Based on the current evaluation, the experimental design is not rigorous enough to convincingly demonstrate that the proposed method's architectural novelty is the primary driver of the observed improvements. The gains could plausibly be explained by the use of more parameters and additional features (RDKit descriptors) that are not available to the baselines. While the idea is interesting, the lack of strong, controlled experiments and comparisons to SOTA methods on larger-scale benchmarks limits the impact of the contribution.
1. One core argument of this paper is that locality violation (i.e., structurally dissimilar molecules having similar properties) is a significant challenge for molecular representation learning. The paper argues that feature calibration methods risk "blurring critical distinctions by forcing structurally distinct yet label-similar molecules closer in the representation space." However, doesn't the proposed Interval-Aware Supervised Contrastive Learning (ISCL) appear to do something very similar by pulling samples within the same target interval closer together? Could you clarify the distinction and reconcile this apparent contradiction in motivation? Does this imply that the assumption of locality violation is not as problematic as initially suggested?
2. For the main results in Table 1, were the baseline models (DeeperGCN, GAT, etc.) also given access to the RDKit descriptors used by DistRouting? If not (which is what the current text suggests), how can we be sure the improvements are not just from the addition of these features?
- The current text attempts to address this in the ablation study (Table 3), but, as with the parameter count issue, this seems backwards. This should have been controlled for from the start. The addition of these features seems completely orthogonal to the architectural novelty of the routing mechanism.
- Can the authors also justify their claim that "RDKit guidance causes moderate drops but still outperforms the baseline encoder, indicating that the routing mechanism provides useful inductive bias"? In 3/4 of the cases, the delta between the full DistRouting and the "w/o RDKit Guidance" ablation is larger than the delta between the "w/o RDKit Guidance" and the vanilla baseline.
3. Could the authors comment on how their method differs from some similar distribution regression learning methods, such as "Distribution Learning for Molecular Regression" (arXiv:2407.20475) and "Improving Regression Performance with Distributional Losses" (arXiv:1806.04613)?

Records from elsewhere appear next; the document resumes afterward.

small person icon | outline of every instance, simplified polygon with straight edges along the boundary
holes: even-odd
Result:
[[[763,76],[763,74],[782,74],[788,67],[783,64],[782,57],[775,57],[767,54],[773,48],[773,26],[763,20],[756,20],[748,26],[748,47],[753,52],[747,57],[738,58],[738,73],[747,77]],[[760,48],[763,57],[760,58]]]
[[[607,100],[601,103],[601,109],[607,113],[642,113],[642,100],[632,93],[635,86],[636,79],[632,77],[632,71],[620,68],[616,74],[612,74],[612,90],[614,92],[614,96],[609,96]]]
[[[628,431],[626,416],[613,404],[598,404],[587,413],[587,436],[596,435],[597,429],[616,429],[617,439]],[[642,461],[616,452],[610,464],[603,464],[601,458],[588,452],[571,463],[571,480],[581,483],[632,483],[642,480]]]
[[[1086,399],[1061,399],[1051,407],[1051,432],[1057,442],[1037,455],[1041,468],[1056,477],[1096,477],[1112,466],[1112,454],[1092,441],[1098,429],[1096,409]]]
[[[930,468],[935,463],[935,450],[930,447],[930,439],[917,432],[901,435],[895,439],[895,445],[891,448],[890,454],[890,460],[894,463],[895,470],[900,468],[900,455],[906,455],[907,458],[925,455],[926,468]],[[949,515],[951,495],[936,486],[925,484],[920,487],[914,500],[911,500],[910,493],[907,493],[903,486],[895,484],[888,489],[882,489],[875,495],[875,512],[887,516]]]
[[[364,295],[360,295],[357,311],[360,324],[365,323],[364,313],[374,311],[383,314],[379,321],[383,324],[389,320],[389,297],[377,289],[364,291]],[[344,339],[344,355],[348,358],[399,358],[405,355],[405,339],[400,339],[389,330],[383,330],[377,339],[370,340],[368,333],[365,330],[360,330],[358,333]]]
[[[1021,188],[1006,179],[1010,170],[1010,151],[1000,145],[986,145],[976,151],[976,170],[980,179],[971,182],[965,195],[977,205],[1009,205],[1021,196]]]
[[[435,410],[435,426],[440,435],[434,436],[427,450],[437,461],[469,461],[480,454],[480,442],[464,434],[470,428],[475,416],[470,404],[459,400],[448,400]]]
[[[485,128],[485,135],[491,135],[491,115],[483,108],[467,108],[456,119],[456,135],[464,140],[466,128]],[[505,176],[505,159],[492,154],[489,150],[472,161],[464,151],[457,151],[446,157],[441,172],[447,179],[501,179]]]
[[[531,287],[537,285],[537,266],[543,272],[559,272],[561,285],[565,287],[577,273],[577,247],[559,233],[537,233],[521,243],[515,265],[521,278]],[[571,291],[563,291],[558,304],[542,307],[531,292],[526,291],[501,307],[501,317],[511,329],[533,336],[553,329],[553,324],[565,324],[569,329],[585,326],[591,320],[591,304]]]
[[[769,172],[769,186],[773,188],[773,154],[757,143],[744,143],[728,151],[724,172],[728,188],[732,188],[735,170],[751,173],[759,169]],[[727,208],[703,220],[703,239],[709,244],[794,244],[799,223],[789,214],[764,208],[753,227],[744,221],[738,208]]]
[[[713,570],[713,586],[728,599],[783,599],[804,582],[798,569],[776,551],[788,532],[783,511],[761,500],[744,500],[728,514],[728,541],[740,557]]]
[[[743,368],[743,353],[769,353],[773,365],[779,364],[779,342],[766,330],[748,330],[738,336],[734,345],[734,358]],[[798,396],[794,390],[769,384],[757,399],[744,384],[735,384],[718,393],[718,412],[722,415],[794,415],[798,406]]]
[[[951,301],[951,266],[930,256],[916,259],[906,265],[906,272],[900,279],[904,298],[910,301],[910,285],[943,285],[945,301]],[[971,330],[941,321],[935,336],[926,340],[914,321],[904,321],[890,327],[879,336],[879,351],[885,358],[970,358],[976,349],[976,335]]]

I understand these works have different focuses, but it would be helpful for the authors to position their contributions in relation to these existing methods.
4. Can you explain what the colors represent in the t-SNE plots of Figure 4? Further, can you elaborate on how these visualizations "suggest that ISCL meaningfully enhances the structure of the representation space"?
**Minor Comments and Nits**
- In the ablation study (Table 3), it would be helpful to include the performance of the vanilla baseline encoder for easier comparison, especially since the text makes direct comparisons to it.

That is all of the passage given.